How Dare the Sun Rise: Memoirs of a War Child by Sandra Uwiringiyimana
Katherine Tegen Books, 2017
10-year old Sandra and her family were in a refugee camp in Burundi when it was attacked and 166 refugees were murdered, including Sandra’s six-year old sister Deborah. Over the next ten years, as Sandra’s family moved to Rwanda and then the USA, they never discussed this loss or shared their feelings on the massacre and it was only when Sandra had a breakdown in her sophomore year at college that they finally open up.
With a brief overview of how colonialism left her tribe, the Banyamulenge, stateless and “always in limbo”, Sandra matter of factly describes her early life in the Democratic Republic of Congo where “war was part of our everyday life.” In a very tense scene, her family escapes from the DRC when ethnic conflict bubbles over, only to end up in an empty field in Gatumba in Burundi where the UNHCR builds a refugee camp. Following the massacre, the family moves to Rwanda where they live in desperate poverty until getting the “golden ticket” to go to America,
But their arrival in the USA is not the happy end of the story that the family (and possibly the reader) assumed. Though the threat of ethnic slaughter is removed, the family faces hostility and indifference to their struggles. Even Sandra’s thirst for education is dampened by the lack of understanding she faces in school. Her frustration at people’s ignorance of Africa and the plight of refugees pushes her to tell her family’s story to increasingly large and high profile meetings and conferences, and her advocacy gives her life a focus.

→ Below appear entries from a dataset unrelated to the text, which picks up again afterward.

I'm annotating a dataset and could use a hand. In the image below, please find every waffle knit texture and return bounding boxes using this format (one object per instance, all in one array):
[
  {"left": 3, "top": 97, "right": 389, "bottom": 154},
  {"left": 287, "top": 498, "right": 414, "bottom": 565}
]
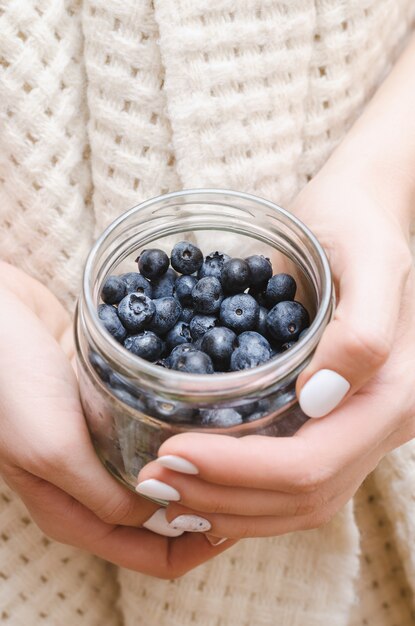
[{"left": 0, "top": 0, "right": 415, "bottom": 626}]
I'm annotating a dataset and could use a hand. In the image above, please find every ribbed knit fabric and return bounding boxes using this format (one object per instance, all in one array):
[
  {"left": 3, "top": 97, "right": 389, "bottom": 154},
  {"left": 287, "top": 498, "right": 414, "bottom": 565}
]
[{"left": 0, "top": 0, "right": 415, "bottom": 626}]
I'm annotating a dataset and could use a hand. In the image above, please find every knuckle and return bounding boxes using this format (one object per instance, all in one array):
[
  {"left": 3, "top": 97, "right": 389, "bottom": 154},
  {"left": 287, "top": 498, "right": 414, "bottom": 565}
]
[
  {"left": 95, "top": 496, "right": 135, "bottom": 525},
  {"left": 209, "top": 500, "right": 230, "bottom": 515},
  {"left": 304, "top": 507, "right": 334, "bottom": 530},
  {"left": 26, "top": 441, "right": 76, "bottom": 478},
  {"left": 294, "top": 494, "right": 317, "bottom": 517},
  {"left": 348, "top": 330, "right": 392, "bottom": 367}
]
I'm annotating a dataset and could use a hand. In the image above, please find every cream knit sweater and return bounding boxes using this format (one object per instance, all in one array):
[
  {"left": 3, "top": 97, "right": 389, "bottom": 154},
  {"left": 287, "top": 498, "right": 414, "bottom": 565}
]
[{"left": 0, "top": 0, "right": 415, "bottom": 626}]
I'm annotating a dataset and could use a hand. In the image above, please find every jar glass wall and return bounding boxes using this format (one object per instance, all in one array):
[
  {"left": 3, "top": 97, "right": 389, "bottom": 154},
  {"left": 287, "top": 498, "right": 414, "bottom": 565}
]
[{"left": 75, "top": 189, "right": 334, "bottom": 489}]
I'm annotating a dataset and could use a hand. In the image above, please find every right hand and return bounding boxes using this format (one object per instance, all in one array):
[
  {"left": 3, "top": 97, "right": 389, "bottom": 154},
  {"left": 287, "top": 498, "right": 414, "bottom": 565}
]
[{"left": 0, "top": 263, "right": 229, "bottom": 578}]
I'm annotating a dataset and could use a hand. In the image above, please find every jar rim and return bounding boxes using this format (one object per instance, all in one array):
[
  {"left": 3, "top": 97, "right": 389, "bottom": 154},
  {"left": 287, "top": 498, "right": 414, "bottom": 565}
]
[{"left": 78, "top": 188, "right": 334, "bottom": 401}]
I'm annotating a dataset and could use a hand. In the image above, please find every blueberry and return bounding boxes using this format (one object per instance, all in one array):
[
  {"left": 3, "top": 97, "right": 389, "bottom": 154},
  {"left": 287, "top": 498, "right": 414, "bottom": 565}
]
[
  {"left": 189, "top": 315, "right": 218, "bottom": 341},
  {"left": 171, "top": 350, "right": 214, "bottom": 374},
  {"left": 192, "top": 276, "right": 223, "bottom": 315},
  {"left": 89, "top": 350, "right": 112, "bottom": 383},
  {"left": 108, "top": 372, "right": 143, "bottom": 409},
  {"left": 231, "top": 343, "right": 271, "bottom": 372},
  {"left": 200, "top": 326, "right": 237, "bottom": 372},
  {"left": 248, "top": 287, "right": 268, "bottom": 313},
  {"left": 98, "top": 304, "right": 127, "bottom": 343},
  {"left": 197, "top": 251, "right": 231, "bottom": 280},
  {"left": 267, "top": 301, "right": 309, "bottom": 343},
  {"left": 120, "top": 272, "right": 153, "bottom": 298},
  {"left": 118, "top": 293, "right": 156, "bottom": 333},
  {"left": 145, "top": 394, "right": 194, "bottom": 423},
  {"left": 166, "top": 322, "right": 192, "bottom": 350},
  {"left": 167, "top": 343, "right": 200, "bottom": 368},
  {"left": 265, "top": 274, "right": 297, "bottom": 307},
  {"left": 124, "top": 330, "right": 164, "bottom": 361},
  {"left": 245, "top": 254, "right": 272, "bottom": 289},
  {"left": 220, "top": 259, "right": 251, "bottom": 294},
  {"left": 151, "top": 267, "right": 177, "bottom": 300},
  {"left": 171, "top": 241, "right": 203, "bottom": 274},
  {"left": 149, "top": 298, "right": 182, "bottom": 335},
  {"left": 101, "top": 276, "right": 127, "bottom": 304},
  {"left": 237, "top": 330, "right": 272, "bottom": 354},
  {"left": 199, "top": 408, "right": 243, "bottom": 428},
  {"left": 255, "top": 306, "right": 268, "bottom": 337},
  {"left": 136, "top": 248, "right": 170, "bottom": 278},
  {"left": 220, "top": 293, "right": 259, "bottom": 333},
  {"left": 175, "top": 275, "right": 197, "bottom": 306},
  {"left": 179, "top": 307, "right": 195, "bottom": 324},
  {"left": 281, "top": 341, "right": 297, "bottom": 352},
  {"left": 109, "top": 383, "right": 145, "bottom": 411}
]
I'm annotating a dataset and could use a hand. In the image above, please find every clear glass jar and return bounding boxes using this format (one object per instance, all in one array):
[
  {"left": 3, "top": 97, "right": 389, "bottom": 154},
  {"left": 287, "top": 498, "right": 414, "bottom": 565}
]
[{"left": 75, "top": 189, "right": 334, "bottom": 489}]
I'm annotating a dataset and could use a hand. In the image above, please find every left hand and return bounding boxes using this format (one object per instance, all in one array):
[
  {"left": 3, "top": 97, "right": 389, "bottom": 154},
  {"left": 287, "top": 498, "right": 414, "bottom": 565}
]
[{"left": 138, "top": 168, "right": 415, "bottom": 538}]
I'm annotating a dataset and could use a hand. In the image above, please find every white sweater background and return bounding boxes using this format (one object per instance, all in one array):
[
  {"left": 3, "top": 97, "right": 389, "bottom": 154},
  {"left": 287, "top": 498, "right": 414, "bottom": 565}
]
[{"left": 0, "top": 0, "right": 415, "bottom": 626}]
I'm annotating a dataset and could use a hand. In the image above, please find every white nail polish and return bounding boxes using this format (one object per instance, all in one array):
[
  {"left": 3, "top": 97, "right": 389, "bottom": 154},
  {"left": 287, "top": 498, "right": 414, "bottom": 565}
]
[
  {"left": 143, "top": 509, "right": 184, "bottom": 537},
  {"left": 170, "top": 515, "right": 212, "bottom": 533},
  {"left": 298, "top": 370, "right": 350, "bottom": 417},
  {"left": 205, "top": 535, "right": 228, "bottom": 546},
  {"left": 135, "top": 478, "right": 180, "bottom": 502},
  {"left": 156, "top": 454, "right": 199, "bottom": 474}
]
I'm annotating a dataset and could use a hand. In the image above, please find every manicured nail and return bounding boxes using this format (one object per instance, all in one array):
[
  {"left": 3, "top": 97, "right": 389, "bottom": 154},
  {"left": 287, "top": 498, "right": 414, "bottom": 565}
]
[
  {"left": 298, "top": 370, "right": 350, "bottom": 417},
  {"left": 156, "top": 454, "right": 199, "bottom": 474},
  {"left": 170, "top": 515, "right": 212, "bottom": 533},
  {"left": 205, "top": 535, "right": 228, "bottom": 546},
  {"left": 135, "top": 478, "right": 180, "bottom": 502},
  {"left": 143, "top": 509, "right": 184, "bottom": 537}
]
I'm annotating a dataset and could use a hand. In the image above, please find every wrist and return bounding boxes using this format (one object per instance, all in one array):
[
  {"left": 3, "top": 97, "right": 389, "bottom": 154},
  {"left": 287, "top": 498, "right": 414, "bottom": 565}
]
[
  {"left": 0, "top": 261, "right": 71, "bottom": 340},
  {"left": 314, "top": 140, "right": 415, "bottom": 233}
]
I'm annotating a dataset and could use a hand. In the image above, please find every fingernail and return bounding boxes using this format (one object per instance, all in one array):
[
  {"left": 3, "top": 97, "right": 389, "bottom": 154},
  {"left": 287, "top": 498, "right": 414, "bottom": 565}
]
[
  {"left": 298, "top": 370, "right": 350, "bottom": 417},
  {"left": 156, "top": 454, "right": 199, "bottom": 474},
  {"left": 135, "top": 478, "right": 180, "bottom": 502},
  {"left": 205, "top": 535, "right": 228, "bottom": 546},
  {"left": 170, "top": 515, "right": 212, "bottom": 533},
  {"left": 143, "top": 509, "right": 184, "bottom": 537}
]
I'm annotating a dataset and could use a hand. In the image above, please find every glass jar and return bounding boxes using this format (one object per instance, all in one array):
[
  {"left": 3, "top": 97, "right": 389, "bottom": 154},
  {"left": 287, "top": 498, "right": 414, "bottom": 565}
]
[{"left": 75, "top": 189, "right": 334, "bottom": 489}]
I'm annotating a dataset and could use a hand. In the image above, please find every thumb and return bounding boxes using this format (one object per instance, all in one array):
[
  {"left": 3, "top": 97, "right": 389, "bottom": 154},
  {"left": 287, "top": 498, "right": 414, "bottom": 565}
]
[{"left": 297, "top": 249, "right": 405, "bottom": 417}]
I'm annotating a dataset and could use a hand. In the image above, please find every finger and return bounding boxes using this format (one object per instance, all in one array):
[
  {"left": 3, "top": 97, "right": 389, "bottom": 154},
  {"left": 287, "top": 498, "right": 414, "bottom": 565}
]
[
  {"left": 166, "top": 451, "right": 379, "bottom": 539},
  {"left": 166, "top": 485, "right": 358, "bottom": 539},
  {"left": 158, "top": 372, "right": 402, "bottom": 493},
  {"left": 8, "top": 468, "right": 233, "bottom": 578},
  {"left": 297, "top": 235, "right": 409, "bottom": 417},
  {"left": 137, "top": 462, "right": 322, "bottom": 517}
]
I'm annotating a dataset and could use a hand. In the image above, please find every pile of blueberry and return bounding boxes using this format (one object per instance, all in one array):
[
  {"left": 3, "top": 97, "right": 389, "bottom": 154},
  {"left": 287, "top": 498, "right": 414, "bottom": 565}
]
[{"left": 98, "top": 241, "right": 309, "bottom": 374}]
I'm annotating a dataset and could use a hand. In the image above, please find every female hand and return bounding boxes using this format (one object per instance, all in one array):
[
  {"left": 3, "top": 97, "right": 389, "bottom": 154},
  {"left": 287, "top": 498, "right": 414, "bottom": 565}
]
[
  {"left": 138, "top": 169, "right": 415, "bottom": 538},
  {"left": 138, "top": 37, "right": 415, "bottom": 537},
  {"left": 0, "top": 263, "right": 232, "bottom": 578}
]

The workmanlike, though unsophisticated, prose conveys Sandra’s despair, confusion and outrage, and then her later passion for her cause. Sandra’s feeling of being an outsider wherever she is comes across strongly, particularly when she describes being unable to relate to her classmates in her US middle and high schools where “your skin color defines you.”
There is a small collection of photographs of survivors of the massacre and their stories, as well as some joyful family scenes of graduations, weddings, and trips back to Africa. One heartbreaking fuzzy image is the only photo left of Deborah – the family’s album was lost in Gatumba.
Sandra comes to realize that Americans are not uncaring, “they just didn’t know our story.” Her quest to show that refugees, are just like them “with hobbies and dreams and talents” is continued in this memoir, which will give teen readers a timely and accessible insight into the human face of refugees.